EDITOR, The Tribune.
Hurricane (’huracan’ : Taino / Arawak for evil spirit )
Hurricane, worry cane, what’s your biff?
Do you intend to hurt us?
Have we misused the Master’s trust?
Can’t you abnegate our thiefdom?
Or will your stiff-broom sentence sweep
Wrath-wrest us willy nilly
Toil servant, banker, mother, saint
Along with ingrate, thug, ever blasé cheat?
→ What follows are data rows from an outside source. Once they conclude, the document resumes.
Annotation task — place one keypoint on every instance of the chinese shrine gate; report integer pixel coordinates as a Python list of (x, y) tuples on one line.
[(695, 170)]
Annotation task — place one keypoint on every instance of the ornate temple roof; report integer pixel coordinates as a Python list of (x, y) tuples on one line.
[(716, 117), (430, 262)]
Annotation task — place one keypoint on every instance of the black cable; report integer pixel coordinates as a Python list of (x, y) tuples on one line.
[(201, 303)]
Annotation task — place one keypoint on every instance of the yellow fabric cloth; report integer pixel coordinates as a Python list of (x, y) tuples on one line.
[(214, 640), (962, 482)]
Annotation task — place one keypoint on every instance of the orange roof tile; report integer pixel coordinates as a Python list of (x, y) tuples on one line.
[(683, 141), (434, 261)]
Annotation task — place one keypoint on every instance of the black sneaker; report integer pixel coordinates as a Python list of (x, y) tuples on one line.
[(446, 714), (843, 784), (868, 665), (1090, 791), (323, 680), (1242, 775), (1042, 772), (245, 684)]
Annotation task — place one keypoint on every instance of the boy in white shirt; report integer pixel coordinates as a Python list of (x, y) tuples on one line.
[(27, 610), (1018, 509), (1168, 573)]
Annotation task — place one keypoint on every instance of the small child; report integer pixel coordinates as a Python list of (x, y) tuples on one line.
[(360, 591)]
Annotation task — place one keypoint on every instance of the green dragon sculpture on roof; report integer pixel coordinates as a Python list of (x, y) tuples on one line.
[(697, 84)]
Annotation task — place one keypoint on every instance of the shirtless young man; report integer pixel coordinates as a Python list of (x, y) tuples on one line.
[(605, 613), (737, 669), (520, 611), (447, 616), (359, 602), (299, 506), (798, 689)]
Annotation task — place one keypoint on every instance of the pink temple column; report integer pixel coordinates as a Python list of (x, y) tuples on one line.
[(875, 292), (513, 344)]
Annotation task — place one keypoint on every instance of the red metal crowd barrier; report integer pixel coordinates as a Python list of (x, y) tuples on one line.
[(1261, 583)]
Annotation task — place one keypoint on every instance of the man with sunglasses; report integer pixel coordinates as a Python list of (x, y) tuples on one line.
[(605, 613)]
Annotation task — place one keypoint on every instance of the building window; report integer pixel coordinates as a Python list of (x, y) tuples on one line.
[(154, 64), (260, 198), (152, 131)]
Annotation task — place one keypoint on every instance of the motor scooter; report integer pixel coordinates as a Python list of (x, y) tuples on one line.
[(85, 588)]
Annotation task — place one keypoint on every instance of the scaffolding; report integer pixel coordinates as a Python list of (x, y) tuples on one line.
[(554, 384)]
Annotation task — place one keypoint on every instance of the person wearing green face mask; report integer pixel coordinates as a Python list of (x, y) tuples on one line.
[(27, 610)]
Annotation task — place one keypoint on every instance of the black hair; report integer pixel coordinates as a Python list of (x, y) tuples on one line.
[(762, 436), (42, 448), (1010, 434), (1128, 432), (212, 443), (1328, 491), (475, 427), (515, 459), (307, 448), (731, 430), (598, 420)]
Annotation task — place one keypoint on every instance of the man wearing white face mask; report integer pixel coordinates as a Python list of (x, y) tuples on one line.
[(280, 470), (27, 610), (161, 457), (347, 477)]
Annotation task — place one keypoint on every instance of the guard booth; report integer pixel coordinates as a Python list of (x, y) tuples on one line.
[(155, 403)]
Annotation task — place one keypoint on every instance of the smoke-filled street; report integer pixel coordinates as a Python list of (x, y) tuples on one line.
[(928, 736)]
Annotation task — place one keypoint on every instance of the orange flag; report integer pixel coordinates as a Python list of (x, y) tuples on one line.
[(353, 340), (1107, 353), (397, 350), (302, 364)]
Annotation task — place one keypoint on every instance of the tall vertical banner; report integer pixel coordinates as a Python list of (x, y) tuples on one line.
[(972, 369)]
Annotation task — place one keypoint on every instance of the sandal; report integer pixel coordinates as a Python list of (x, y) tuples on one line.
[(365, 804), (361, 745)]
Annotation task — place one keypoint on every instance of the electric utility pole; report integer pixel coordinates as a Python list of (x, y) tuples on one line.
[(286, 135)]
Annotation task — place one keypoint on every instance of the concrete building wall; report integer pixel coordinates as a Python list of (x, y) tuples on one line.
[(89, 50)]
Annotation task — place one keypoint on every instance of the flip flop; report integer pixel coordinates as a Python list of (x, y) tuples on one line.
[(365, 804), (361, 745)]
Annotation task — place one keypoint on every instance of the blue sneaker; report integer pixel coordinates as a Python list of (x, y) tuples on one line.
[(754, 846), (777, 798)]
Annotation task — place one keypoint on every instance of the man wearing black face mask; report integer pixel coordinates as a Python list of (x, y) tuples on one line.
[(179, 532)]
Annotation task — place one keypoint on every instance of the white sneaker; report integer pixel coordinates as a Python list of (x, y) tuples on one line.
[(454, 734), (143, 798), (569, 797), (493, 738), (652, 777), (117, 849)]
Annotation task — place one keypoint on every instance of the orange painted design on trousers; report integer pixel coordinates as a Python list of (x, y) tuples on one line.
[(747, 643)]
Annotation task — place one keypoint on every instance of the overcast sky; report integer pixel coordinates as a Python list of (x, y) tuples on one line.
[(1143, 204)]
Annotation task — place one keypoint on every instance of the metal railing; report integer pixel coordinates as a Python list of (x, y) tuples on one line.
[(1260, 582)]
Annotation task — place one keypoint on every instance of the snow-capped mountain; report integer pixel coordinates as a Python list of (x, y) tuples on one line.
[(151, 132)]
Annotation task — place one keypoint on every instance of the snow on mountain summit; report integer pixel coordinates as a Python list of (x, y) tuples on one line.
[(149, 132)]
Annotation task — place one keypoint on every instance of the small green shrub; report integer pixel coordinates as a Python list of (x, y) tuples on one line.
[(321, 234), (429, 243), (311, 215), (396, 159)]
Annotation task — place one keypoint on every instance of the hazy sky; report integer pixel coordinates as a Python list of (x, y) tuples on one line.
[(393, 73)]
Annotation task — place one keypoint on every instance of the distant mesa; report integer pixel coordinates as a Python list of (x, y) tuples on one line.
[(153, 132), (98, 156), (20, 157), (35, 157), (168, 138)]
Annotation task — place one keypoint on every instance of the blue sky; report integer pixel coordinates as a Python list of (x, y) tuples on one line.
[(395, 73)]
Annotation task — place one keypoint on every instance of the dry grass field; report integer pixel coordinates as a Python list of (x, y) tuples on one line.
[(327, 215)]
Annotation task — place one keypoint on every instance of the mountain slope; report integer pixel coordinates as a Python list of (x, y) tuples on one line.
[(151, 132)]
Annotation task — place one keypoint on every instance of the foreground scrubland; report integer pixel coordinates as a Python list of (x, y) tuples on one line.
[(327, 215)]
Our isles devolved as user ones
Folk tending to connivance
Baiting any business fish
For true or tainted dollars
These secret shores devoid of wars
Loot-loving archipelago
Wide open arms built its charms
For visitors and what they throw.
Waiting is the worriest thing
Especially for home dwellers
Will a whirling wash of people
Suffer one same furious fate?
Will bits of bible, photographs
Our roof and treasures from next door
Be picked up, gone or borne aloft
To drop, perhaps off-shore?
We face a mighty firmament
Which gathers no distinction
Fisherman, pauper, pedlar, priest
Whatever rank or station
If you cheated now is time
To bend compliant ‘fore it reach
Promise to reform yourself
Tend ill-fated others each to each.
Next time Storm Congress Council meet
To plan the Carib season
Can chiefs of Wind and Swell agree
To target more corruption?
The humble let go free
Smite wrongdoers one and all
Undo sly schemes of demons
To flee the Punish Pall.
JOHN SHIRES
Nassau,
September 4, 2017.
Comments
angusmac 6 years, 7 months ago
The use of language in this poem evokes the swirling indomitable chaos of the storm. There is a moral and ethical question: should the thieves receive no greater punishment than the rest of us (who are equally content to contribute to our share of global warming)? The image of "bits of bible...dropped offshore" is memorable.